Being Reliant On The Unreliable

A sentence I’ve repeated many times to various people that sums up my thoughts on tube feeding: how terrifying it is to be totally reliant on something so unreliable. 

Due to gastroparesis, I am completely dependent on a naso-jejunal feeding tube. This has been the case since August last year. All of my nutrition medication and hydration go through this flimsy little tube that likes to kink what feels like every five minutes. The longest a tube lasted for me was a month and a half, the shortest was when it flushed in endoscopy but by the time I got wheeled back to the gastro ward nothing could flush through it. 7 tubes in under 6 months And most of those tubes were in short succession. There was a further 2 occasions where It kinked but the tube was saved at the hospital by repositioning it. 

Through all my health issues this has been the hardest thing mentally of all. The tube can absolutely control my life, being on constant alert for any signs it might be about to stop working due to a kink or block, jumping at the sound of the pump alarm for an occlusion because of all the times that sound is the start of a trip to hospital and it terrifies me. As minor as it may sound it’s the self-confidence issues and missing seeing my whole face. Feed leaks and exhausting medication rounds. Endoscopy after endoscopy when sedation doesn’t even work for you is awful. The uncertainty of making plans but unsure of if you’ll end up in hospital instead because most of the time it really happens with no advance warning. 
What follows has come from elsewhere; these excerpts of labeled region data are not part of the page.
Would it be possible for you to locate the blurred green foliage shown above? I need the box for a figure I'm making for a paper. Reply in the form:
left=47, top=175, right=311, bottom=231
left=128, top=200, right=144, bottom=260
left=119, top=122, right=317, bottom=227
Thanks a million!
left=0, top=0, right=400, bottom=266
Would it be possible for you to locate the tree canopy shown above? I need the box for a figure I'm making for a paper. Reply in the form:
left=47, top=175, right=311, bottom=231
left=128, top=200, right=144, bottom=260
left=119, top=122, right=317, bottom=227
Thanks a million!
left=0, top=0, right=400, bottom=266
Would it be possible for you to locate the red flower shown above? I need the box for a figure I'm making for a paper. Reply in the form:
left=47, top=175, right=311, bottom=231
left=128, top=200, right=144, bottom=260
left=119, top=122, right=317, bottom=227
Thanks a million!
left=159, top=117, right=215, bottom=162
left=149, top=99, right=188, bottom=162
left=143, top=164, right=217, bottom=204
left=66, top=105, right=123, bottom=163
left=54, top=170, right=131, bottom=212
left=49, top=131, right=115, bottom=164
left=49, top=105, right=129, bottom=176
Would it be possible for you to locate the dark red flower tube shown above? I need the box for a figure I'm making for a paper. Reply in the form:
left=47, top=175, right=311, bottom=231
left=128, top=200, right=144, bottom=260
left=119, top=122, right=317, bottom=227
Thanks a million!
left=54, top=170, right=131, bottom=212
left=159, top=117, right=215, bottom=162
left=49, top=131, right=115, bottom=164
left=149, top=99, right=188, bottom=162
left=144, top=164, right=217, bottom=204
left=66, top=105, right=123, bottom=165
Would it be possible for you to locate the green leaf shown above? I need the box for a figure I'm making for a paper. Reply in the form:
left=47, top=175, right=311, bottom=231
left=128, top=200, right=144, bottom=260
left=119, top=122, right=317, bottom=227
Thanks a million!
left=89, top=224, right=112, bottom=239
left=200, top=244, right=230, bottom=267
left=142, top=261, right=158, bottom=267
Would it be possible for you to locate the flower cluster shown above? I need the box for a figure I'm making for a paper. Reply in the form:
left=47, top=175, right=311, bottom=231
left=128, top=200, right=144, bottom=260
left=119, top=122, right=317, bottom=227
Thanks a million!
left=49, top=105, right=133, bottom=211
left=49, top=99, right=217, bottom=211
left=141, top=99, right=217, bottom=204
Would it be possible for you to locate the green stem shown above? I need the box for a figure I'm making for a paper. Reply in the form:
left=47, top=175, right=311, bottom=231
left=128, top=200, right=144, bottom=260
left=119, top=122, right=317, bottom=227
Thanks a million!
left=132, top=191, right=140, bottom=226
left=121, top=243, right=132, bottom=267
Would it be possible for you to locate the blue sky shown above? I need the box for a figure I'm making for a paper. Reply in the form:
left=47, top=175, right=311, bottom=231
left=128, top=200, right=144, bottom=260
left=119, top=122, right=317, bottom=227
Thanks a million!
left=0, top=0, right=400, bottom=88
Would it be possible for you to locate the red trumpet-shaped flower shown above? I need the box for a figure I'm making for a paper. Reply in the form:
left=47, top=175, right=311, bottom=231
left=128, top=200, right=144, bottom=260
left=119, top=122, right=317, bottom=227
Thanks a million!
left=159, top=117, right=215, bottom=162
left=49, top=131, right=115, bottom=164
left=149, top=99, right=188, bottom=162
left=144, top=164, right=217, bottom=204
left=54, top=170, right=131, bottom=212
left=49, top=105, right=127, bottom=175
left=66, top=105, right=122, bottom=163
These pictures are some tube feeding moments from the last six months. From day one having the pumps on my pole to med rounds and throwing up tubes, PH strips showing it’s flipped into my stomach and hospital trips for replacements. Pretty tape and the giving sets entertaining my cat. And the days where thanks to my tube keeping me alive, and helping my health thanks to properly absorbed nutrition, I can do makeup and have a nice day. 

Being tube-fed is so challenging, it’s scary, it’s unstable and like living on a knife edge in terms of if it will cooperate. But tube feeding is also keeping me alive and that’s something I’m so grateful for this tube for.

Gastroparesis and a new addition

 August was quite the month. It was gastroparesis awareness month and boy was I aware. 

I got admitted to hospital once again unable to keep any food or drink down. Only this time I was already on all the different treatment options and they said there was nothing more they could do. 

Eventually they put in a NJ feeding tube which bypasses the stomach. There was many issues with the first tube so I had to go back to endoscopy another two times but eventually I had a working feeding tube. After being told by every single doctor I saw I wouldn’t be allowed home with a feeding tube the nutrition team consultant came and said that as long as I was tolerating it they would get me set up at home. 

So after three and a half weeks in hospital I am home with a new attachment. I am so relieved to be home but also so overwhelmed. When my GP got me admitted I hoped for a short admission with a solution. I have no clue how long I am going to need a feeding tube for. The discharge plan is to wean me of the tube in the community. I hope its possible. But as the nutrition consultant said, there is no cure for Gastroparesis. Im already feeling very burnt out from dealing with tube things, this is a really rough journey. 

My mental health is a mess, it usually is in September anyway with it being the anniversary of becoming bedbound. The 9th of September will be four years. It is also my birthday on the 23rd of September and that may look very different this year. i’ll be turning 20 and my teenage years will be over, having been ill for all but a month of them. 

Life has thrown so much at me this year and it’s hard to cope with. I really hope things look up from here.